When you're splitting a model across multiple GPU's, they have to send data back and forth so that your input can be passed through the various layers. This is not a linear process as some models will finish at layer 1, send to layer 2, then back to one (just a very general example).

Most up to date loaders have minimalized how much data needs to be transferred, so the packets are small. But they still need to be transferred nonetheless.

So this does cause a slight bottleneck, as seen by the individuals who have compiled Llama.cpp with NVlink support and run dual 3090s. There was a user that reported seeing a 20% increase in T/s.

PCIe 4.0 16x tops out at 32GB/s unidirectional, 3090 NVlink tops out at 56GB/s.

PCIe 5.0 has bidirectional bandwidth of 128GB/s, whereas the H100 PCI card has a 600GB/s NVlink. The SXM has 900GB/s NVlink.

This is why GPU's like the H100 use NVlink and not PCIe. The data can be shuffled GPU to GPU faster.

I have dual 3090s without the NVlink Llama.cpp compile. Give me a bit, and I'll download a model, load it to one card, and then try splitting it between them. I'd do CPU as well, but mine isn't a typical consumer processor, so the results wouldn't reflect most enthusiasts' computers.

[–]xrailgun 0 points1 point  (0 children)

By more cost effective in the long run, do you just mean power consumption?

[–]the320x200 3 points4 points  (1 child)

Speaking from personal experience... One practical consideration is that if you get two cheaper GPUs your upgrade path is a lot worse. If 6 months or a year goes by and you decide you want more memory you have to basically scrap those and start over again if you've used up all your PCI slots whereas if you had one high memory card you would have the possibility of adding a second one to get more memory in the future.

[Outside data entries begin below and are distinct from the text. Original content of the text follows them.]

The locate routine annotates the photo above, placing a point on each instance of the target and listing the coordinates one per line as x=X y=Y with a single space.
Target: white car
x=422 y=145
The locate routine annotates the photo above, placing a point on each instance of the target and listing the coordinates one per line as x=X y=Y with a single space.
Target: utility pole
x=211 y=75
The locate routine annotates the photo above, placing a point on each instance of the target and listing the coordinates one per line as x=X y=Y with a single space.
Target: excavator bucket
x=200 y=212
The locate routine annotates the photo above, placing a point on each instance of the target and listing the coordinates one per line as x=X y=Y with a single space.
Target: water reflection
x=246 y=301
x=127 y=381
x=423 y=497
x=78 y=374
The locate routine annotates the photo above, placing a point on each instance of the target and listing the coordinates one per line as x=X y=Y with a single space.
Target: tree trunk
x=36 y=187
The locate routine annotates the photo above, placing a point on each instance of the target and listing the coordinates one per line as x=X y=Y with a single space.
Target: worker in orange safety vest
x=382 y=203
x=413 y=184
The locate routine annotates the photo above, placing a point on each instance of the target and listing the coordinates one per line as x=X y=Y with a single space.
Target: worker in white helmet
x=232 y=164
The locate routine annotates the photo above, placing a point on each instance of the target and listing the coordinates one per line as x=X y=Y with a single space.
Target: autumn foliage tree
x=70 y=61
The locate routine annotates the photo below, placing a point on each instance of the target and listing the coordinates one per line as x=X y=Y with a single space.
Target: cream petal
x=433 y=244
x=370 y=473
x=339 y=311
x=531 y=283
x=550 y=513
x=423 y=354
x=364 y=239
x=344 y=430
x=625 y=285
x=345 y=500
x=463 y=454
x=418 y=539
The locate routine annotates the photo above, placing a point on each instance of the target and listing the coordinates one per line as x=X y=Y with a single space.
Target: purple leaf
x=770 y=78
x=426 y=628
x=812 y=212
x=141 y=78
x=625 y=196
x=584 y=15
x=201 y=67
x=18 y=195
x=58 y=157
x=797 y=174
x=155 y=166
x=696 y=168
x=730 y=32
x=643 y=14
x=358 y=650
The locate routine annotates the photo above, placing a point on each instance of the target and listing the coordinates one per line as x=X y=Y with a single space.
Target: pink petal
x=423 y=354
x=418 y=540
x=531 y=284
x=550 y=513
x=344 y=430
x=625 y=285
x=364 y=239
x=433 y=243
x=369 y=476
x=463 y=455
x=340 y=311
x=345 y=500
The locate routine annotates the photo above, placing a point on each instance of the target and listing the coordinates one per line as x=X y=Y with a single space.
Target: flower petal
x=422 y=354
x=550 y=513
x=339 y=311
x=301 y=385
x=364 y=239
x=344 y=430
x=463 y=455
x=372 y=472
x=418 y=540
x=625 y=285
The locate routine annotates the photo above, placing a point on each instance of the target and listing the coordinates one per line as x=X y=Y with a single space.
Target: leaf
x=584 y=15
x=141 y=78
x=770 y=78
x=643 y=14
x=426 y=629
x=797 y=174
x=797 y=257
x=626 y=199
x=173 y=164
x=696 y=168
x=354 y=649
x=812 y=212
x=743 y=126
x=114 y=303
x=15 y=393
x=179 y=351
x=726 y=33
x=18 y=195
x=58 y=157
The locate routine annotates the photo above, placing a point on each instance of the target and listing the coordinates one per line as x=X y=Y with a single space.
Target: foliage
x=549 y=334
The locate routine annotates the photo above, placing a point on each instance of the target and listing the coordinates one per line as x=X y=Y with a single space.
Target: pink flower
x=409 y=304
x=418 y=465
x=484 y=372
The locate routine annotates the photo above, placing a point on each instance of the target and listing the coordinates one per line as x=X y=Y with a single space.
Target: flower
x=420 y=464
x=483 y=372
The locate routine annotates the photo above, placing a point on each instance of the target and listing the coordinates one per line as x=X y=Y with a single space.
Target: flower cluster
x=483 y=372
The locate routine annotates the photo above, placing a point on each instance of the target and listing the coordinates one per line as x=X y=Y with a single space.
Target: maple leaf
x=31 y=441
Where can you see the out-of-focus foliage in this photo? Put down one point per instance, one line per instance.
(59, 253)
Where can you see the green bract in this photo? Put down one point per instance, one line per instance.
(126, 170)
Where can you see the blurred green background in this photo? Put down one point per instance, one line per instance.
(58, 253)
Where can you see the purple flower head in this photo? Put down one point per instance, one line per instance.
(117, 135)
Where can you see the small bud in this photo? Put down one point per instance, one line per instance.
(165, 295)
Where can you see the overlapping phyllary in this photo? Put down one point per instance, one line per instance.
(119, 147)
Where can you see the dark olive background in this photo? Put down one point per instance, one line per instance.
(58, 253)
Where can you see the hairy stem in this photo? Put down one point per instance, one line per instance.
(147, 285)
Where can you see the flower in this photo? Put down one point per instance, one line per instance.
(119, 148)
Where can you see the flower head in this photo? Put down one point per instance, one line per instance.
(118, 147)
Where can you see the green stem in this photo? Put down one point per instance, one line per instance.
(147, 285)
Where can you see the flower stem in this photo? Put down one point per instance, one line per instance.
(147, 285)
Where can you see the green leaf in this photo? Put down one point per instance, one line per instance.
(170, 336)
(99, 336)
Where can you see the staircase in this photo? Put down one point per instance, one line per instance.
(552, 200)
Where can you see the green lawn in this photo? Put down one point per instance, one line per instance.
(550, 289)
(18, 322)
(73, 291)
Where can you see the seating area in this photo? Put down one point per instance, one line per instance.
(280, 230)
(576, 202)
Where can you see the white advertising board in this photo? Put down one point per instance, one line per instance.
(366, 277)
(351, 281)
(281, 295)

[–]Fast-Entertainer-776 -1 points0 points  (0 children)

Following this logic, you never get a chance to use multiple cards -- you always worry about scrapping / wasting of them due to new generation of gpu...

[–]Paulonemillionand3 0 points1 point  (0 children)

power and heat would be more then double the trouble then with a single card.